Modify HTML parser to support <template> element
Created attachment 127223 [details] WIP: First stab.
For the moment, this is a playground for me to learn about parser and understand what changes to the algorithm are necessary.
Comment on attachment 127223 [details] WIP: First stab. View in context: https://bugs.webkit.org/attachment.cgi?id=127223&action=review I know you said that this patch was a just a playground, but I thought the comments below might be helpful: > Source/WebCore/html/parser/HTMLTreeBuilder.cpp:2248 > + if (token.name() == templateTag) { > + m_tree.openElements()->pop(); > + return; > + } This change is slightly surprising. You could be popping any sort of element off the stack, not necessarily a template element. You probably either want: if (m_tree.currentNode()->hasTagName(templateTag)) { m_tree.openElements()->pop(); return; } or m_tree.openElements()->popUntilPopped(templateTag.localName()); resetInsertionModeAppropriately(); return; That's likely what's triggering your ASSERT on line 1686. > Source/WebCore/html/parser/HTMLTreeBuilder.cpp:2275 > + case TemplateContentsMode: > + m_tree.openElements()->pop(); > + resetInsertionModeAppropriately(); > + break; This parsing might be somewhat surprising: <div><template></div>Hello I think it would result in the following DOM: - <div> - <template> - #text: hello I'm not 100% sure what the best thing to do in this case is. Maybe: 1) If the end tag is </template>, then pop the open elements. 2) otherwise, pop the pop the open elements, reset the insertion mode, and reprocess the token ?
Comment on attachment 127223 [details] WIP: First stab. View in context: https://bugs.webkit.org/attachment.cgi?id=127223&action=review > LayoutTests/html5lib/resources/template.dat:187 > +| <table> > +| <thead> > +| <template> > +| <tr> > +| <td> This case is interesting. Where should implied <tr> appear?
Comment on attachment 127223 [details] WIP: First stab. View in context: https://bugs.webkit.org/attachment.cgi?id=127223&action=review >> LayoutTests/html5lib/resources/template.dat:187 >> +| <td> > > This case is interesting.
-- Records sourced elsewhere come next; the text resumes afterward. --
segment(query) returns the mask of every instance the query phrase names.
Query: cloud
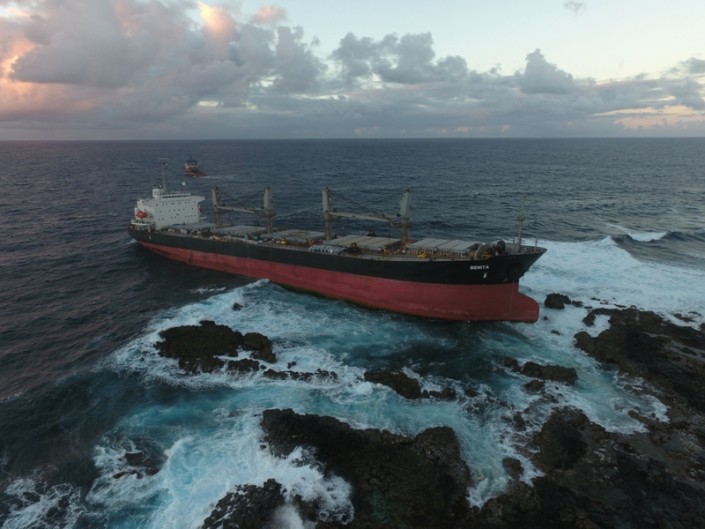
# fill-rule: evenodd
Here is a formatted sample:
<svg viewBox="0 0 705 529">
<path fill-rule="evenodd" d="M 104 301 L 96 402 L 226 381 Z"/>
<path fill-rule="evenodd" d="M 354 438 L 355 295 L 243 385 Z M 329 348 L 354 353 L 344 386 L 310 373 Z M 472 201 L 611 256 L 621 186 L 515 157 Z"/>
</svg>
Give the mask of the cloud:
<svg viewBox="0 0 705 529">
<path fill-rule="evenodd" d="M 575 91 L 573 76 L 546 61 L 541 50 L 526 56 L 526 70 L 519 74 L 525 94 L 569 94 Z"/>
<path fill-rule="evenodd" d="M 563 7 L 565 7 L 568 11 L 572 11 L 574 14 L 578 15 L 585 10 L 585 3 L 570 1 L 565 2 L 563 4 Z"/>
<path fill-rule="evenodd" d="M 281 8 L 235 0 L 0 6 L 0 138 L 705 134 L 697 58 L 597 83 L 539 49 L 520 71 L 474 71 L 430 33 L 348 33 L 324 55 Z"/>
<path fill-rule="evenodd" d="M 434 62 L 433 37 L 388 35 L 380 41 L 346 35 L 332 57 L 340 63 L 349 83 L 378 80 L 383 83 L 417 84 L 459 80 L 467 76 L 461 57 L 446 57 Z"/>
</svg>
Where should implied <tr> appear? Conceptually, from a parsing point of view, what you've written here is the most natural. The <td> creates the implied <tr>, and it would do so as a child of the currently open element, which is the <template>.
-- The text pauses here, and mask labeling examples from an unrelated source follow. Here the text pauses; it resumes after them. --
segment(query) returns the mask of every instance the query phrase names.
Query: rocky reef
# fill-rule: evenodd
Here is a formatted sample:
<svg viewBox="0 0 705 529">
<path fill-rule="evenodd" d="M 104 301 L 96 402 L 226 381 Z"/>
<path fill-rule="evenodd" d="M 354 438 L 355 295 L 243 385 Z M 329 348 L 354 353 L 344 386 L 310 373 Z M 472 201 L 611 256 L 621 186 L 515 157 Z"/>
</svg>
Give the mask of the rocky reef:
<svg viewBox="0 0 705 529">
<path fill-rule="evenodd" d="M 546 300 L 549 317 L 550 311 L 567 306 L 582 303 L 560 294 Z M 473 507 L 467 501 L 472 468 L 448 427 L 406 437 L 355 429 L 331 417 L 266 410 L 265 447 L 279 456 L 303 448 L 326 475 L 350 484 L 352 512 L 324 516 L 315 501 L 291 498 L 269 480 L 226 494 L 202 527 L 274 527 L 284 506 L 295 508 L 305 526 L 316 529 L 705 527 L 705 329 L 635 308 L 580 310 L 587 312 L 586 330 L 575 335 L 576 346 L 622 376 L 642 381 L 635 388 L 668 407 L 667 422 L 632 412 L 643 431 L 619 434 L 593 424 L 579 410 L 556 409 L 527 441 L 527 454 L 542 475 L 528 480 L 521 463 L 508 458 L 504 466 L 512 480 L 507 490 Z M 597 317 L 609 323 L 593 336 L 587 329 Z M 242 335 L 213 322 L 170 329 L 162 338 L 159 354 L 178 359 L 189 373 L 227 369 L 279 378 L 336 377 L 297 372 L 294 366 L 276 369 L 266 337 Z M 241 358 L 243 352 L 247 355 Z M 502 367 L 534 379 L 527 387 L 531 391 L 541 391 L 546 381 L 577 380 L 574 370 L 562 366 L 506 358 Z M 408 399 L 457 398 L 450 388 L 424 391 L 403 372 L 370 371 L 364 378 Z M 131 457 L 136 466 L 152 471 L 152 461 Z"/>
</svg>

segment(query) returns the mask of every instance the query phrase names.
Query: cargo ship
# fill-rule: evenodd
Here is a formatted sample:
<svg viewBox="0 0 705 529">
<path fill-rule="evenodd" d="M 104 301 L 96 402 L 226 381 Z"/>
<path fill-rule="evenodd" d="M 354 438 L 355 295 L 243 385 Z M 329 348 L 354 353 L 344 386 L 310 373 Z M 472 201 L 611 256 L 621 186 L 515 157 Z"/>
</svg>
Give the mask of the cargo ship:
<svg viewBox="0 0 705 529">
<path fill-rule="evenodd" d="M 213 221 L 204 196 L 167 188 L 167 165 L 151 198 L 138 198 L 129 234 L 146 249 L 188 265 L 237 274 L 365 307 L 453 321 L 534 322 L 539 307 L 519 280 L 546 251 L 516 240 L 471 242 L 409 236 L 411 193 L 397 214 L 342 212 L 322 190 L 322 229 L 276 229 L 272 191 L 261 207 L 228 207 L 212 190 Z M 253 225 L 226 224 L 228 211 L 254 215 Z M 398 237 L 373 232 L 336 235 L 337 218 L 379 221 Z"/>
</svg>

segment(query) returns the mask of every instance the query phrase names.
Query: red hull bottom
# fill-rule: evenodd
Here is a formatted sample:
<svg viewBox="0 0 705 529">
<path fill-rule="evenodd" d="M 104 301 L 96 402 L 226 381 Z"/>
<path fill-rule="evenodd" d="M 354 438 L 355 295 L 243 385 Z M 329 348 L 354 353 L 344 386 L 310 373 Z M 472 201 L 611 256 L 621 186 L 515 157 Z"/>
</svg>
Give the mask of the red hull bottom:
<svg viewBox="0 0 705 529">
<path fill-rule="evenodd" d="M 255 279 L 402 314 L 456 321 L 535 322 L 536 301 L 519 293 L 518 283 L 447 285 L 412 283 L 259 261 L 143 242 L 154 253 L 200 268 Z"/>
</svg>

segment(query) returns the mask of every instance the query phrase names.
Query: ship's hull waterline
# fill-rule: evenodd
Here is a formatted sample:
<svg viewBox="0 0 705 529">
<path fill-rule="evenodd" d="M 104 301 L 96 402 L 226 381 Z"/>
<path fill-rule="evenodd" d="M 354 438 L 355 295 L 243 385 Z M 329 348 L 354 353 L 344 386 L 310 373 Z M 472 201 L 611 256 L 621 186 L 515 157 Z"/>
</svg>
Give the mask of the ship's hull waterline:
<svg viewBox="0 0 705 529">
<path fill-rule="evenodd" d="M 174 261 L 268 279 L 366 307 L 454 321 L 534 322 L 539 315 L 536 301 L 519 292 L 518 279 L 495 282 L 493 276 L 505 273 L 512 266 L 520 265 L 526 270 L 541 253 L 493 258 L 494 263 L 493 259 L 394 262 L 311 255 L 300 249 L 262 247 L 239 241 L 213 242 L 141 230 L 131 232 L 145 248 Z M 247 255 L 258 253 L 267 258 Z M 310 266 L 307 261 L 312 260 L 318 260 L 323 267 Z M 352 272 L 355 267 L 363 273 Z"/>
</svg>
Comment on attachment 127223 [details] WIP: First stab. View in context: https://bugs.webkit.org/attachment.cgi?id=127223&action=review >> Source/WebCore/html/parser/HTMLTreeBuilder.cpp:2248 >> + } > > This change is slightly surprising. You could be popping any sort of element off the stack, not necessarily a template element. You probably either want: > > if (m_tree.currentNode()->hasTagName(templateTag)) { > m_tree.openElements()->pop(); > return; > } > > or > > m_tree.openElements()->popUntilPopped(templateTag.localName()); > resetInsertionModeAppropriately(); > return; > > That's likely what's triggering your ASSERT on line 1686. Yay, thanks! I misunderstood what token means in this context. >> Source/WebCore/html/parser/HTMLTreeBuilder.cpp:2275 >> + break; > > This parsing might be somewhat surprising: > > <div><template></div>Hello > > I think it would result in the following DOM: > > - <div> > - <template> > - #text: hello > > I'm not 100% sure what the best thing to do in this case is. Maybe: > > 1) If the end tag is </template>, then pop the open elements. > 2) otherwise, pop the pop the open elements, reset the insertion mode, and reprocess the token > > ? Oh, right. Yes. I think your plan makes sense.
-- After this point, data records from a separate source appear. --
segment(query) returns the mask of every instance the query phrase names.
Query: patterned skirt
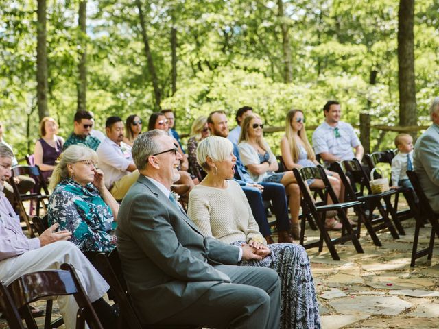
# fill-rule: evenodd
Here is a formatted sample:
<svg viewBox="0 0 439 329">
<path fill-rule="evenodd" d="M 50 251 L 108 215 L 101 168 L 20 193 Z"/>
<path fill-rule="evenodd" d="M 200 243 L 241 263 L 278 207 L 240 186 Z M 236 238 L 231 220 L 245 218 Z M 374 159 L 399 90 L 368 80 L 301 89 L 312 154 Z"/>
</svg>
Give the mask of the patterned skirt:
<svg viewBox="0 0 439 329">
<path fill-rule="evenodd" d="M 241 246 L 245 241 L 236 241 Z M 262 260 L 242 260 L 241 266 L 275 270 L 281 278 L 281 326 L 283 329 L 320 328 L 314 282 L 307 252 L 293 243 L 268 245 L 272 253 Z"/>
</svg>

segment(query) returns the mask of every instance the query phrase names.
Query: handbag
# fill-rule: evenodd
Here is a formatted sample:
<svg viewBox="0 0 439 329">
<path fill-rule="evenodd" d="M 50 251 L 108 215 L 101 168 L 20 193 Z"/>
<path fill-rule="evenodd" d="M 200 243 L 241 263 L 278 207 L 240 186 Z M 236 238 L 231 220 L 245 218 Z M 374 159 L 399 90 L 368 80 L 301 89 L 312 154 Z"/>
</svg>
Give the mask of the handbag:
<svg viewBox="0 0 439 329">
<path fill-rule="evenodd" d="M 383 171 L 379 168 L 374 168 L 370 171 L 370 180 L 369 181 L 369 185 L 370 185 L 370 189 L 373 194 L 379 194 L 383 192 L 387 192 L 389 191 L 389 179 L 388 178 L 377 178 L 374 180 L 373 174 L 375 171 L 379 170 L 381 177 L 383 177 Z"/>
</svg>

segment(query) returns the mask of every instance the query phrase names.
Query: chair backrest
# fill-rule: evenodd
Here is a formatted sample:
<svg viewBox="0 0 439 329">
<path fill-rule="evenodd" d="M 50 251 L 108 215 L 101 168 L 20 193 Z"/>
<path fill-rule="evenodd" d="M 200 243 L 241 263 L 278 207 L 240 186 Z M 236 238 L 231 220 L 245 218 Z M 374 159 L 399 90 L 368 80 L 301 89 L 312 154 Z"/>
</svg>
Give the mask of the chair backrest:
<svg viewBox="0 0 439 329">
<path fill-rule="evenodd" d="M 414 193 L 416 194 L 419 199 L 419 209 L 422 209 L 423 212 L 426 214 L 429 217 L 434 219 L 436 217 L 436 215 L 431 208 L 431 206 L 430 206 L 430 203 L 427 198 L 427 195 L 425 195 L 425 193 L 420 186 L 418 175 L 416 175 L 416 173 L 412 170 L 407 170 L 407 175 L 412 183 Z"/>
<path fill-rule="evenodd" d="M 45 215 L 43 218 L 35 216 L 32 217 L 32 223 L 34 228 L 38 234 L 41 235 L 44 231 L 49 228 L 49 221 L 47 214 Z"/>
<path fill-rule="evenodd" d="M 108 256 L 104 253 L 99 253 L 97 255 L 96 260 L 104 272 L 106 281 L 111 287 L 115 302 L 119 304 L 122 321 L 130 329 L 141 329 L 142 326 L 130 300 L 117 249 L 112 249 Z"/>
<path fill-rule="evenodd" d="M 29 166 L 35 165 L 35 156 L 34 154 L 26 154 L 25 158 L 26 158 L 26 162 L 27 162 L 27 164 Z"/>
<path fill-rule="evenodd" d="M 21 276 L 8 289 L 15 306 L 23 310 L 28 328 L 36 327 L 27 304 L 50 297 L 73 295 L 79 310 L 77 328 L 84 328 L 86 321 L 92 329 L 103 329 L 72 265 L 62 264 L 60 270 L 47 270 Z"/>
</svg>

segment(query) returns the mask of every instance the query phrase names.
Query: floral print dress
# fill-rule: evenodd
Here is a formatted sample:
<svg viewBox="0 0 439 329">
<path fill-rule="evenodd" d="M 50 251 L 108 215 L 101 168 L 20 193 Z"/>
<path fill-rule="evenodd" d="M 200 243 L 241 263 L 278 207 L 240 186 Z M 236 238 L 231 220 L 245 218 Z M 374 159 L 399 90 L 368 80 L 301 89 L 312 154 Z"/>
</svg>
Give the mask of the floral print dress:
<svg viewBox="0 0 439 329">
<path fill-rule="evenodd" d="M 72 232 L 70 241 L 82 252 L 106 252 L 116 247 L 112 212 L 91 183 L 82 186 L 64 178 L 50 197 L 47 215 L 49 225 L 58 223 L 60 230 Z"/>
</svg>

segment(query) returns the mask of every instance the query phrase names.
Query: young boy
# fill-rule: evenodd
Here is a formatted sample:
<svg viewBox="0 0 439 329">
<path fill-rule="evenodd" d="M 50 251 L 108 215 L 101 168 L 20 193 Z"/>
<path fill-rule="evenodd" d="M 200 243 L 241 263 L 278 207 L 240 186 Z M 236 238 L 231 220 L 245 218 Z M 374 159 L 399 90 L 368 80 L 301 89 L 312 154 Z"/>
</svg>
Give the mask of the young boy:
<svg viewBox="0 0 439 329">
<path fill-rule="evenodd" d="M 395 138 L 399 152 L 392 160 L 392 185 L 394 187 L 412 187 L 405 171 L 413 170 L 413 138 L 408 134 L 399 134 Z"/>
</svg>

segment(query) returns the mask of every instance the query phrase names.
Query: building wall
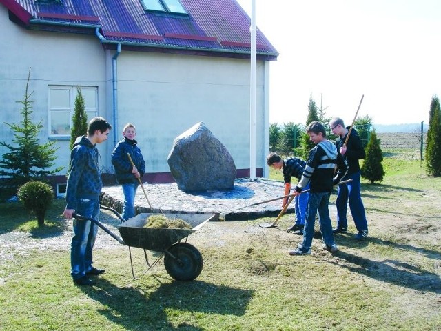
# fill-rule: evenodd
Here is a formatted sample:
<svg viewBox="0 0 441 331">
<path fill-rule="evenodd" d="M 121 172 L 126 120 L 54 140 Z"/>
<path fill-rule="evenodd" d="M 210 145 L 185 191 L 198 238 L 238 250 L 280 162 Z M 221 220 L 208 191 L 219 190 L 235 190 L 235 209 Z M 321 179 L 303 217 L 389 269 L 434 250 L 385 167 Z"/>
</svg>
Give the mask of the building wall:
<svg viewBox="0 0 441 331">
<path fill-rule="evenodd" d="M 98 87 L 99 115 L 112 125 L 112 57 L 94 35 L 28 30 L 8 19 L 0 5 L 0 121 L 19 123 L 29 68 L 33 92 L 32 119 L 43 120 L 40 134 L 48 141 L 49 85 Z M 19 42 L 17 42 L 19 41 Z M 249 61 L 213 57 L 124 50 L 117 64 L 117 139 L 127 122 L 137 128 L 137 140 L 148 173 L 168 173 L 167 157 L 174 139 L 200 121 L 231 153 L 236 168 L 249 168 Z M 265 166 L 264 84 L 265 63 L 258 61 L 256 167 Z M 11 142 L 9 127 L 0 141 Z M 111 169 L 113 133 L 98 146 L 102 166 Z M 69 162 L 69 140 L 57 140 L 57 166 Z M 7 150 L 0 148 L 0 154 Z M 65 169 L 59 174 L 65 174 Z"/>
<path fill-rule="evenodd" d="M 130 122 L 147 172 L 169 172 L 174 139 L 203 122 L 238 169 L 249 168 L 249 61 L 123 51 L 118 58 L 119 132 Z M 259 66 L 258 99 L 265 69 Z M 263 166 L 263 102 L 258 102 L 256 166 Z M 120 137 L 122 137 L 120 134 Z"/>
<path fill-rule="evenodd" d="M 31 31 L 8 19 L 8 10 L 0 5 L 0 123 L 19 123 L 22 120 L 21 103 L 23 100 L 29 68 L 31 68 L 28 92 L 33 92 L 32 121 L 42 120 L 40 141 L 48 141 L 48 86 L 92 86 L 99 90 L 99 114 L 107 117 L 108 106 L 105 90 L 105 51 L 94 36 Z M 12 131 L 0 126 L 0 141 L 12 142 Z M 69 140 L 57 140 L 57 166 L 67 166 L 70 151 Z M 108 150 L 99 147 L 104 163 Z M 0 154 L 8 150 L 0 148 Z M 65 174 L 65 169 L 60 174 Z"/>
</svg>

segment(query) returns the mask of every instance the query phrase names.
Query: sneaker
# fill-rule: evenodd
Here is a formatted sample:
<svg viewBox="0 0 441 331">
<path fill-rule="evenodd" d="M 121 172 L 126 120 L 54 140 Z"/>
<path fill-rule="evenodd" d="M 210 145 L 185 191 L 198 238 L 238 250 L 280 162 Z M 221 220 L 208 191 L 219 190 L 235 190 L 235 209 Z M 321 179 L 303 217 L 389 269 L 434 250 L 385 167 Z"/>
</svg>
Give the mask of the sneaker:
<svg viewBox="0 0 441 331">
<path fill-rule="evenodd" d="M 327 245 L 326 243 L 324 243 L 323 245 L 322 245 L 322 248 L 323 248 L 325 250 L 327 250 L 328 252 L 331 252 L 331 253 L 338 252 L 338 248 L 335 243 L 330 246 L 329 245 Z"/>
<path fill-rule="evenodd" d="M 357 234 L 353 237 L 356 240 L 363 240 L 365 238 L 367 237 L 367 230 L 365 231 L 360 231 Z"/>
<path fill-rule="evenodd" d="M 289 252 L 289 255 L 311 255 L 311 248 L 309 248 L 307 252 L 302 250 L 301 248 L 296 248 L 295 250 L 290 250 Z"/>
<path fill-rule="evenodd" d="M 337 227 L 335 229 L 332 230 L 332 233 L 345 233 L 347 232 L 347 228 L 340 228 Z"/>
<path fill-rule="evenodd" d="M 92 267 L 92 269 L 88 271 L 85 274 L 92 274 L 94 276 L 98 276 L 99 274 L 102 274 L 104 272 L 105 272 L 105 270 L 104 269 L 96 269 L 95 267 Z"/>
<path fill-rule="evenodd" d="M 85 276 L 74 279 L 74 283 L 76 285 L 85 285 L 88 286 L 92 286 L 93 285 L 93 282 Z"/>
<path fill-rule="evenodd" d="M 297 234 L 298 236 L 302 236 L 303 235 L 303 229 L 298 230 L 297 231 L 294 231 L 292 233 L 293 233 L 293 234 Z"/>
<path fill-rule="evenodd" d="M 292 226 L 290 226 L 289 228 L 288 228 L 287 229 L 287 232 L 289 232 L 290 231 L 298 231 L 299 230 L 302 230 L 303 229 L 303 225 L 299 225 L 298 224 L 294 224 Z"/>
</svg>

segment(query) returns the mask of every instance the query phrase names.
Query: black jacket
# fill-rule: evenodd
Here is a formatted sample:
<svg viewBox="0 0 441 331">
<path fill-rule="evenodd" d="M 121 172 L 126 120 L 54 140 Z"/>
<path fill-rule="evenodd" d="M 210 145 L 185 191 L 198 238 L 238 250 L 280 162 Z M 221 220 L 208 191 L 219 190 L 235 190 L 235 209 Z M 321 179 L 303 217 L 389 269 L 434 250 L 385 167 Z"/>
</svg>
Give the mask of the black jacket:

There's a general question of how "scoping" you want </template> to be. In the <div><template></div>Hello example, there are two reasonable parses: - <div> - <template> - #text: Hello or - <div> - <template> - #text: Hello In the first case, <template> is strongly scoping, which means it's hard to escape from the template element's scope. In the second case, the template element isn't very scoping, which means the </div> token can find and close the div element. I'd recommend trying to match the scoping of down-rev parsers as much as feasible, which, in this case, means you'll want the second (less scoping) parsing.
Some examples: <div><object></div>Hello <div><foo></div>Hello These examples parse differently because <object> is pretty strongly scoping.
Created attachment 128299 [details] Moar better, moar tests.
Comment on attachment 128299 [details] Moar better, moar tests. View in context: https://bugs.webkit.org/attachment.cgi?id=128299&action=review This is starting to look really good. > Source/WebCore/html/parser/HTMLTreeBuilder.cpp:2281 > + case TemplateContentsMode: > + if (token.name() == templateTag) { > + m_tree.openElements()->pop(); > + resetInsertionModeAppropriately(); > + } > + break; Can you ASSERT here that the top element is a templateTag? > Source/WebCore/html/parser/HTMLTreeBuilder.cpp:2578 > + case TemplateContentsMode: > + // FIXME: What should we do here? Probably pop the <template> element off the stack of open element, reset the insertion mode appropriately, and reprocess the token. :)
Comment on attachment 128299 [details] Moar better, moar tests. Don't you hide <template> behind the flag?
(In reply to comment #11) > (From update of attachment 128299 [details]) > Don't you hide <template> behind the flag? Nah. This patch is just for me to learn what to write in the spec.
> Nah. This patch is just for me to learn what to write in the spec. Ah got it.
Created attachment 128579 [details] Faster, harder, stronger.
Dimtiri, can we close this now?
(In reply to comment #15) > Dimtiri, can we close this now? Yes sir! Please dupe it against the real bug for future archeologists.
*** This bug has been marked as a duplicate of bug 86031 ***